Edits::Jaro.similarity "information", "informant"
# => 0.90235690235690236
Edits::Jaro.distance "information", "informant"
# => 0.097643097643097643
Edits::JaroWinkler.similarity "information", "informant"
# => 0.94141414141414137
Edits::JaroWinkler.distance "information", "informant"
# => 0.05858585858585863
Hamming
Calculate the hamming distance between two sequences.
Edits::Hamming.distance("explorer", "exploded")
# => 2
Development
After checking out the repo, run bin/setup
to install dependencies. Then, run rake spec
to run the tests. You can also run bin/console
for an interactive prompt that will allow you to experiment.
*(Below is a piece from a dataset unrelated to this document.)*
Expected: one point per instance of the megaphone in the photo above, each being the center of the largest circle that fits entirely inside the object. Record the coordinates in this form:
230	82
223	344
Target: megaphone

To install this gem onto your local machine, run bundle exec rake install
. To release a new version, update the version number in version.rb
, and then run bundle exec rake release
, which will create a git tag for the version, push git commits and tags, and push the .gem
file to rubygems.org.
Contributing
Bug reports and pull requests are welcome on GitHub at https://github.com/tcrouch/edits.
License
The gem is available as open source under the terms of the MIT License.